Building a BASIC Interpreter, '80s style

It’s funny the rabbit holes one ends up. One of my personal projects for several years has been the creation (exploration, really) of a “fake emulator” — that is, an emulator for a computer that never existed all written in JavaScript. Instead, the machine would pay homage to the eight and sixteen bit machines of the 1980s and ‘90s.

I like to do things the hard way, though: this machine would also be based on a novel instruction set as well. The instruction set would be similar to that of the era, but also be a little easier to use. And so, Retroputer was born. Over several years, the implementation has been built out and improved, although it’ll probably never be “complete” (it’s a personal exploration, after all).

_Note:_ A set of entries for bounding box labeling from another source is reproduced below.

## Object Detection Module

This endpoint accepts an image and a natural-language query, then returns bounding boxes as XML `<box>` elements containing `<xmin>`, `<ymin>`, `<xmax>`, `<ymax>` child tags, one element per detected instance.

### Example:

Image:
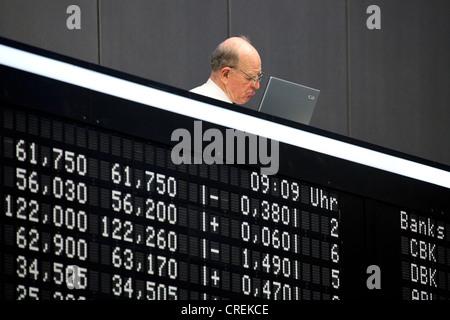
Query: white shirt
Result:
<box><xmin>190</xmin><ymin>78</ymin><xmax>233</xmax><ymax>103</ymax></box>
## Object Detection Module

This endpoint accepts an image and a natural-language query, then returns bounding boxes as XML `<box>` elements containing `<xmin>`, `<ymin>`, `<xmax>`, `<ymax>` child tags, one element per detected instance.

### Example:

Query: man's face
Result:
<box><xmin>228</xmin><ymin>68</ymin><xmax>261</xmax><ymax>104</ymax></box>
<box><xmin>227</xmin><ymin>52</ymin><xmax>261</xmax><ymax>104</ymax></box>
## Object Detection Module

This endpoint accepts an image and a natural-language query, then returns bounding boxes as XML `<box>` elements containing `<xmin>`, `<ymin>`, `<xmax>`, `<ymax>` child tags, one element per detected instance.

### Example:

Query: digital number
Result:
<box><xmin>53</xmin><ymin>148</ymin><xmax>87</xmax><ymax>176</ymax></box>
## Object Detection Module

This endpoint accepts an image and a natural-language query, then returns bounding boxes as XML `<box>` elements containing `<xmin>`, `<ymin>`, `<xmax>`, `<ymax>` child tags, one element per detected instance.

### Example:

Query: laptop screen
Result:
<box><xmin>258</xmin><ymin>77</ymin><xmax>320</xmax><ymax>124</ymax></box>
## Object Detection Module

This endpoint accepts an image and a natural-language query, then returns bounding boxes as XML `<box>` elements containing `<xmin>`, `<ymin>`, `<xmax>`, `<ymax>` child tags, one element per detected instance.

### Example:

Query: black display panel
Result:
<box><xmin>0</xmin><ymin>38</ymin><xmax>450</xmax><ymax>300</ymax></box>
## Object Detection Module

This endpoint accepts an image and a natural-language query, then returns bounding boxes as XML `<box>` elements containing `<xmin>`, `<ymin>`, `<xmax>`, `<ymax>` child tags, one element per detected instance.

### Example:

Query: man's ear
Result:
<box><xmin>220</xmin><ymin>67</ymin><xmax>232</xmax><ymax>84</ymax></box>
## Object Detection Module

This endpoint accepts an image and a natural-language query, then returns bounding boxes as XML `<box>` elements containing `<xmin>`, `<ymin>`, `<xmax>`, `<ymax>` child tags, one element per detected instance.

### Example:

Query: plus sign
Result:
<box><xmin>209</xmin><ymin>216</ymin><xmax>219</xmax><ymax>232</ymax></box>
<box><xmin>211</xmin><ymin>270</ymin><xmax>220</xmax><ymax>287</ymax></box>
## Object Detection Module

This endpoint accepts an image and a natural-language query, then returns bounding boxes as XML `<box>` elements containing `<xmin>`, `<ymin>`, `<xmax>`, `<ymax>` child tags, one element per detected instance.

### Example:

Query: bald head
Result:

Then @bbcmicrobot became a thing, and I wanted to be able to do a similar thing for Retroputer. My JS development skills are mostly in the arena of the front-end, and so this would be a cool way to get some more back-end skills. One problem: Retroputer could only understand its own assembly language. It had no BASIC support yet.

And so here I am, building a BASIC interpreter, ‘80s style — that is, entirely in assembly language, just like it used to be done. And I thought I’d share that journey, since it’s not often we delve into areas so far from our typical abstractions. My daily driver (JavaScript) makes a lot of things trivial and sometimes those things feel magical. Understanding the lowest levels of the process can often help with understanding those abstractions.

And so… let’s begin.

Parsing in Low-Level Assembly Language

When I wrote the assembler for Retroputer, I was able to use a really nice tool called Pegjs. This made quick work of the assembler’s custom syntax, but was unfortunately there’s nothing like it for Retroputer ASM.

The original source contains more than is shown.